I have in my network a main router into the internet with 10.1.1.1. It also contains the DHCP-server providing addresses and the standard-gateway with 10.1.1.1). Works fine… until the power supply died and the one and only access to the internet was off.
To overcome this situation I set up a backup router (10.1.1.2) with DHCP server (providing standard-gateway as 10.1.1.2) to take over in the rare case the main router with DHCP server (10.1.1.1) is not working any more.
In general I do not want that the backup router/DHCP server is assigning addresses to devices, I set the delay threshold to 10 seconds. This did not work properly, some of the addresses had been assigned from the backup server reaching the internet over the backup line. Even increasing the delay threshold to 1 minute does not properly work. There are still addresses assigned from the backup router.
How can I make that the backup router provides only addresses in case the main router does not respond to the requests? Delay threshold is not working.
thanks for the quick answers!
according your points:
I have no vlans in my setup, or I am misunderstanding your answer
This I will work on (idea is to ping the master router, once not reachable the backup router will switch on the DHCP-server, which I will disable while the master-router is pingable)
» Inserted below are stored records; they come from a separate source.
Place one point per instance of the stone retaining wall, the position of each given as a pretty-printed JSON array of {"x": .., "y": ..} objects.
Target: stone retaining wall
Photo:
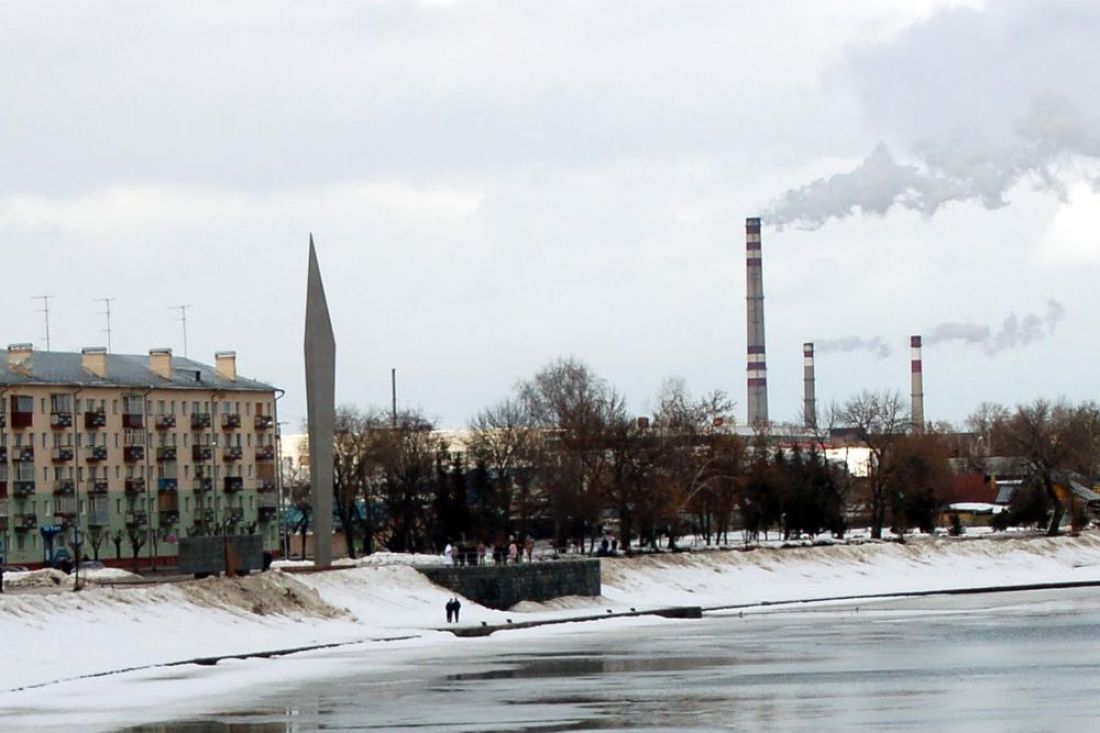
[{"x": 502, "y": 587}]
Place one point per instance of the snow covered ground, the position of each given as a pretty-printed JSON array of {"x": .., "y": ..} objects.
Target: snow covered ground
[{"x": 50, "y": 634}]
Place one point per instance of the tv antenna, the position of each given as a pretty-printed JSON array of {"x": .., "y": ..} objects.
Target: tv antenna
[
  {"x": 107, "y": 304},
  {"x": 45, "y": 309},
  {"x": 183, "y": 319}
]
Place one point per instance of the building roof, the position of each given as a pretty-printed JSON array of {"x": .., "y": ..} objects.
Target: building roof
[{"x": 65, "y": 368}]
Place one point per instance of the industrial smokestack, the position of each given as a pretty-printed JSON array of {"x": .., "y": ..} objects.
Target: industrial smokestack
[
  {"x": 754, "y": 296},
  {"x": 917, "y": 376},
  {"x": 809, "y": 389}
]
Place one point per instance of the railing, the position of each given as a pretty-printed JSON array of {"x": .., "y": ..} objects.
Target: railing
[
  {"x": 62, "y": 453},
  {"x": 58, "y": 420}
]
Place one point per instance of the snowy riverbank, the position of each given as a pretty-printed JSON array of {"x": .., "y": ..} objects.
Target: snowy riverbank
[{"x": 51, "y": 635}]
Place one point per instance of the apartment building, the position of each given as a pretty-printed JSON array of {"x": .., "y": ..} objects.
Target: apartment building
[{"x": 150, "y": 448}]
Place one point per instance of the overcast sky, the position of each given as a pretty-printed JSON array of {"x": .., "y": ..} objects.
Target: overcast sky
[{"x": 492, "y": 185}]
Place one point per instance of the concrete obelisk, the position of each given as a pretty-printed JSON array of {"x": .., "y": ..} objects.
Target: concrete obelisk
[{"x": 320, "y": 349}]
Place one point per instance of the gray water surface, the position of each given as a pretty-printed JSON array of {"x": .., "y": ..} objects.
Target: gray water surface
[{"x": 1020, "y": 662}]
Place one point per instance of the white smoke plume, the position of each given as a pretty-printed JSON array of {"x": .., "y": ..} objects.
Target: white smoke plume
[
  {"x": 1052, "y": 133},
  {"x": 877, "y": 346},
  {"x": 1015, "y": 331}
]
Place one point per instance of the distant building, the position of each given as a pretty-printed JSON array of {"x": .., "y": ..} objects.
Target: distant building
[{"x": 152, "y": 446}]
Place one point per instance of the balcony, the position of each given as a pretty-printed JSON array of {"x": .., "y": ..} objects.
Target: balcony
[
  {"x": 136, "y": 520},
  {"x": 61, "y": 420},
  {"x": 62, "y": 453}
]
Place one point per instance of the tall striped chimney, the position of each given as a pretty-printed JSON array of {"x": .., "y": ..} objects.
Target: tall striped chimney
[
  {"x": 917, "y": 376},
  {"x": 754, "y": 297},
  {"x": 809, "y": 389}
]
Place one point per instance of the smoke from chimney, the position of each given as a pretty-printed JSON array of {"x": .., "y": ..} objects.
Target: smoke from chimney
[{"x": 946, "y": 171}]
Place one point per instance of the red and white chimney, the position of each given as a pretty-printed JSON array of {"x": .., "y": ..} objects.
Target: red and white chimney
[{"x": 916, "y": 369}]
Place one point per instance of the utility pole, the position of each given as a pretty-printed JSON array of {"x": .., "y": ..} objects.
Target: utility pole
[
  {"x": 107, "y": 303},
  {"x": 45, "y": 309},
  {"x": 393, "y": 396},
  {"x": 183, "y": 319}
]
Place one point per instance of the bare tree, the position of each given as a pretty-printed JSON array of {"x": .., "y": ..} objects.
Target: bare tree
[{"x": 879, "y": 420}]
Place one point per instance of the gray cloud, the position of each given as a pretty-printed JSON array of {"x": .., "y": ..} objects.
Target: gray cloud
[
  {"x": 1014, "y": 332},
  {"x": 948, "y": 170}
]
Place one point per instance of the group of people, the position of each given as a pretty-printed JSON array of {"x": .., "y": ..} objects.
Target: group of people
[
  {"x": 510, "y": 554},
  {"x": 452, "y": 610}
]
3 and 4) This is already done manually
according your PS: Is there no possibility to have a backup DHCP-server in standby, which get’s active when the main one is out of order? This is what I understood I can handle easily with the Delay Threshold.
My setup is looking like this (hopefully my ascii art is readable):
Internet
|
+----------------+--------------+
| |
Main router Backup router
(10.1.1.1) (10.1.1.2)
| |
+ ---------------+--------------+
|
network
(10.1.x.x)
If you want only the DHCP server feature on your backup router and have only one subnet then maybe it would be easier to add (on backup router) simple Netwatch rule looking at 10.1.1.1 and enabling DHCP server when it’s down (and disable it when it’s up). Not the “cutest” solution, but simple.
I have found that if you set the dhcp server to use the vrrp interface, instead of the actual interface, then the dhcp server is automatically enabled/disabled with the vrrp interface itself getting enabled/disabled.